A typical molten metal facility includes a furnace with one or more pumps for moving molten metal. During the processing of molten metals, such as aluminum, the molten metal is normally continuously circulated through the furnace by a centrifugal impeller pump, i.e., a circulation pump, to equalize the temperature of the molten bath. A typical furnace includes a pump well that is located between the heating chamber or hearth and the charge well (where raw material is inserted into the furnace). These three main sections of a typical furnace are fluidly interconnected with the circulation pump causing the molten metal to circulate from the pump well to the charge well to the hearth and back into the pump well.
To transfer the molten metal out of the furnace, typically for casting the metal, a second transfer pump is used to elevate the metal up through a discharge conduit that runs up and out of the furnace. Once the furnace is empty or near empty, the transfer pump is shut down and new solid material is placed within the furnace to be melted.
Melting and transferring the metal in batches requires a significant amount of energy. This is particularly so due to the latent heat of fusion at the melting point. For example, the latent heat of fusion for aluminum is approximately 171 Btu/lb (397 kJ/kg). For a typical-sized furnace, e.g., having a 10,000 to 200,000 pound capacity, the amount of heat required to melt the next batch of aluminum would require between approximately 1.7 million to 34 million Btu just to raise the metal one degree Celsius at its melting point and cause the metal to change from solid to liquid.
To insure that the metal remains liquid after it is removed from the furnace and while it is transferred to the final casting processes/molds, the metal is normally heated far beyond its melting point (e.g., to approximately 1400° Celsius for aluminum, which has a melting point of approximately 66° Celsius).
One drawback of this traditional batch transfer process is that removing all of the molten metal from the furnace also removes all of the potential heat energy contained within the molten metal. In a continuous casting process, some of the molten metal is continually transferred out of the furnace to the molds, while most of the molten metal is re-circulated throughout the furnace. The heat energy of the molten metal is used to melt the solid raw material inserted into the furnace to replenish the molten metal being continually poured out.
In a molten metal re-circulating furnace, the pump well typically includes the circulation pump and, if there is enough space, a separate transfer pump. If there is not enough room in a particular furnace's pump well, the circulation pump must be removed and replaced with the transfer pump when retrieving/pouring molten metal from the furnace. While the current two pump system can be effective for its intended purpose, purchasing and maintaining two separate pumps is expensive and inefficient, particularly when the two pumps must be swapped out in smaller pump wells. Swapping out furnace pumps also prevents the furnace operator from utilizing a continuous casting process.

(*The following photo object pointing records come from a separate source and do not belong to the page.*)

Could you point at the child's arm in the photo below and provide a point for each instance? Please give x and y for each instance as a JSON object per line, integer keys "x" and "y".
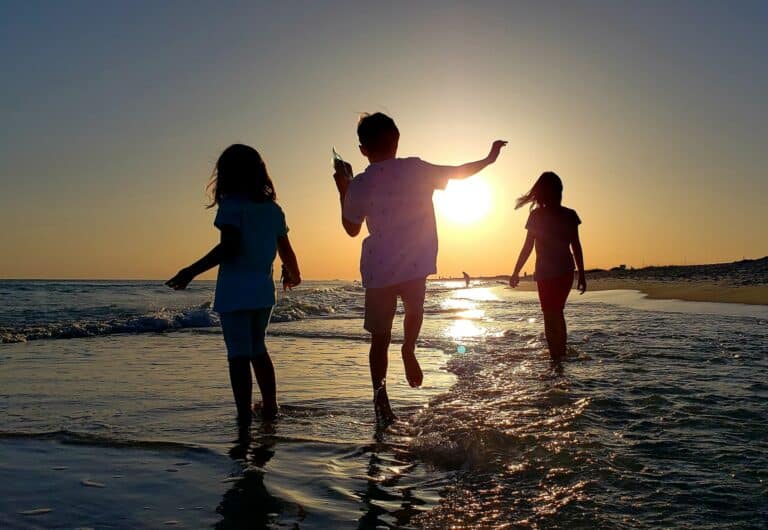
{"x": 578, "y": 255}
{"x": 525, "y": 252}
{"x": 341, "y": 176}
{"x": 228, "y": 247}
{"x": 291, "y": 274}
{"x": 470, "y": 168}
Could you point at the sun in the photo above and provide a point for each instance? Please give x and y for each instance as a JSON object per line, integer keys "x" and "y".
{"x": 464, "y": 201}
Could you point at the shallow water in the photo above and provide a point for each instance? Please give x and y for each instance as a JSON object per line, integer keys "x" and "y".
{"x": 660, "y": 417}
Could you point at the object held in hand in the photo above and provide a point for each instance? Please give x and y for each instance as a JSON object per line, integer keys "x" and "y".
{"x": 341, "y": 166}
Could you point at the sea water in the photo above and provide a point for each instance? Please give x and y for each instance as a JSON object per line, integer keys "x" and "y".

In a typical furnace, additional materials such as chlorine and nitrogen gas are injected into the metal at the pump outlet. The gas injection, however, causes both dross formation and violent shaking and vibrations in the immediate area where the injection occurs due to the rapid expansion of the gas. Further, it is well known that increasing the metal's flow rate facilitates gas injection into the molten metal. Typically, the pump velocity is increased briefly to increase the flow rate while injecting the gas, but running the pump at a higher than normal rate increases the risk of damaging the pump. This is particularly so when chlorine is being injected into the metal (aluminum) forming magnesium chloride dross.
There is therefore a need for a device that can be immersed in a bath of molten metal that can selectively redirect at least a portion of the output from the furnace's pump out of the furnace and which can control the flow rate of the re-circulating molten metal.